The semen Pegani Harmalae is dried mature seed of Peganum harmala L of Tribulus (Zygophylolaceae) of Peganum. The peganum harmala is mainly distributed in arid grassland and desert areas such as Xinjiang, inner Mongolia, Ningxia, Qinghai and Gansu. Peganum harmala seed is a famous drug with a long history of use and is listed in the drug Standard of Ministry of health of the people's republic of China. It is widely used as traditional Chinese medicine, Uighur medicine and Mongolian medicine for treating arthralgia, rheumatoid arthritis, sciatica, etc. Previous chemical component researches on peganum harmala seeds show that the plant contains a large amount of alkaloid components and has wide biological activities including antiviral activity, antitumor activity, antioxidant activity, antibacterial activity and the like. However, no alkaloid fraction isolated from Peganum harmala has been reported to have activity against Respiratory Syncytial Virus (RSV).

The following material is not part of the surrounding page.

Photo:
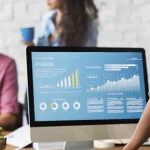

In addition, the structure and the variety of the alkaloid are various, and the antiviral effects of the alkaloids with different structures are completely different; for example, an alkaloid may have an anti-influenza effect, but it need not have an anti-respiratory syncytial virus effect; even though it has the effect of resisting the respiratory syncytial virus, the effect of the alkaloid with different structures on resisting the respiratory syncytial virus is different; especially, alkaloids with stronger respiratory syncytial virus resistance than ribavirin are rarely reported. Therefore, the alkaloid with the effect of resisting the respiratory syncytial virus, particularly the alkaloid with the effect of resisting the respiratory syncytial virus stronger than that of ribavirin, has important application value.
Disclosure of Invention
In order to overcome at least one technical problem in the prior art, the invention provides a brand new alkaloid compound; the alkaloid compound has excellent effect of resisting respiratory syncytial virus, and the effect of resisting the respiratory syncytial virus is stronger than that of ribavirin.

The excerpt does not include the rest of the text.